Was there anything he could say that would keep her here? Anything short of promises he couldn't make? To anyone. Should he even try to keep her here? If she wanted to go... It was safer if she left, wasn't it? Safer from him and what he was, what he would do to her again. Maybe next time she wouldn't live. He could practically hear the other scoff in his mind at that. But that wasn't any reassurance, really. Only amusement, wasn't it.
So he would give her no words. He would make her no promises he couldn't possibly keep. Couldn't possibly say. Instead, he closed the short distance her step had put between them, standing over her, staring down at her. Gently, he tilted her face up to him, studied every flickering detail in her eyes. Then he met her lips with his, softly, drank from her in this different way. He kissed every memory into her; taking her to the water, tugging her under to kiss her so deeply in his world, watching her glow with dream-like light below the surface.
His kiss deepened as he pressed more memories into her lips; how she'd heated him as he'd heated her, coaxed the hungry lust to her eyes, had her writhing eagerly beneath him and bucking against his hips. He wasn't sure how much time had passed since he started, but he broke away with a quiet gasp, panting with his face resting against hers. He couldn't ask her to stay. He couldn't. It wouldn't be fair to her. She deserved someone who wasn't such a threat to her life. But could he let her go and still survive? He wasn't sure. Had never had to test it.

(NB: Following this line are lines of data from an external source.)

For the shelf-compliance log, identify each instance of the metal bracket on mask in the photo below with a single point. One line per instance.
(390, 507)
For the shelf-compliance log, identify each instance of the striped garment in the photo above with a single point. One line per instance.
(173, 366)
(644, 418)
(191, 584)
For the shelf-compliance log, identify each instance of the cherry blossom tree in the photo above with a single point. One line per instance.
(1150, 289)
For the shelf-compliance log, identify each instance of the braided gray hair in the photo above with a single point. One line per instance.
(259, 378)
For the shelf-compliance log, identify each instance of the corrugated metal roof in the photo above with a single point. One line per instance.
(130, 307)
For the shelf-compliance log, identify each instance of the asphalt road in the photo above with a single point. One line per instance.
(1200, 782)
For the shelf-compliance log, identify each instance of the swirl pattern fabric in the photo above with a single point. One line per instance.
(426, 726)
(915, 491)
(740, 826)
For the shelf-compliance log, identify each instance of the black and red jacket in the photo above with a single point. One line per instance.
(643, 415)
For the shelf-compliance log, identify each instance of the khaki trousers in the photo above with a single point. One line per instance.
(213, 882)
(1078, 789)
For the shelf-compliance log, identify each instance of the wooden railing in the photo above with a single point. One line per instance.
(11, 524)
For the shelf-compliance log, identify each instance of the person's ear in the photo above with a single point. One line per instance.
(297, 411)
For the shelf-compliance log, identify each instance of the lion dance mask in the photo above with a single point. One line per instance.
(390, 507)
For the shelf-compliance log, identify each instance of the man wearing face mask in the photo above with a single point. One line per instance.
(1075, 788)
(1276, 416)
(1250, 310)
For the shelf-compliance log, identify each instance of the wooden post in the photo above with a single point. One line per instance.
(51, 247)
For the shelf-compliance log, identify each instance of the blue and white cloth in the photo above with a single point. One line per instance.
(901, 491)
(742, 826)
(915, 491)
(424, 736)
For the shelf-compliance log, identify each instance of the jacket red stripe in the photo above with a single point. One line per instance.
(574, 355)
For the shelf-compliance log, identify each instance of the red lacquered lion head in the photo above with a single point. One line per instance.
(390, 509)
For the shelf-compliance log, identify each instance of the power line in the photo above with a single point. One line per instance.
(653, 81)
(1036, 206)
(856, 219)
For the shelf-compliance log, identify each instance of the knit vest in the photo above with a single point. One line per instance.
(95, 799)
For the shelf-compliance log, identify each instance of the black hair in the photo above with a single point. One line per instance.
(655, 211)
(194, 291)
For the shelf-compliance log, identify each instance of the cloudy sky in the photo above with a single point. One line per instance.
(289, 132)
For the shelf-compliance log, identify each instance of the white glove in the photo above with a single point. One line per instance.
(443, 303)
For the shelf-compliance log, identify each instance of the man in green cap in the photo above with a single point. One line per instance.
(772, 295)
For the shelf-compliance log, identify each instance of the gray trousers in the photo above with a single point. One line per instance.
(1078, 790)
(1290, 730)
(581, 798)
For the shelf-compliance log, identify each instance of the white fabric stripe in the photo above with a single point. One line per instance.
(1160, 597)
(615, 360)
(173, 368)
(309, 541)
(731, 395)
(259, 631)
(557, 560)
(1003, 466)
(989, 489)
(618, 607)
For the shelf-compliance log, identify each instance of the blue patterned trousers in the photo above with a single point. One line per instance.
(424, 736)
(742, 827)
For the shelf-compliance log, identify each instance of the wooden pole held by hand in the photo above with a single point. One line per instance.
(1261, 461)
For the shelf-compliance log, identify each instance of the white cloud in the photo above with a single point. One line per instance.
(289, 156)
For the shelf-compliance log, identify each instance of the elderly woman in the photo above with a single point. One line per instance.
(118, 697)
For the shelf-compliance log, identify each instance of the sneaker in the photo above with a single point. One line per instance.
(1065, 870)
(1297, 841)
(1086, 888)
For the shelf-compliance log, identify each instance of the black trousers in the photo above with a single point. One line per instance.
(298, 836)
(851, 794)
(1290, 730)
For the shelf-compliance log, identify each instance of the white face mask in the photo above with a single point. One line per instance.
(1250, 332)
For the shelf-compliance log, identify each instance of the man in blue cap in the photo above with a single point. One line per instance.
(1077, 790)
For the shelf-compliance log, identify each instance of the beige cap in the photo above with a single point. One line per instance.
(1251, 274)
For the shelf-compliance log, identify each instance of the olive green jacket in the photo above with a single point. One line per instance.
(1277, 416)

He kissed her again, brief and hungry. Afraid? He might die.
And then again, desperate and firm. She would live.
Damn, he needed to leave. Had to get away. Danger. His body ached, his teeth throbbed, his skin felt tight. She smelled so good. Tasted so good. When he finally opened his eyes, they were bright and silver and gleaming. Sharp, penetrating, demanding. Pained and furious, he turned away. The beast turned from his favorite feast and let her live. Again.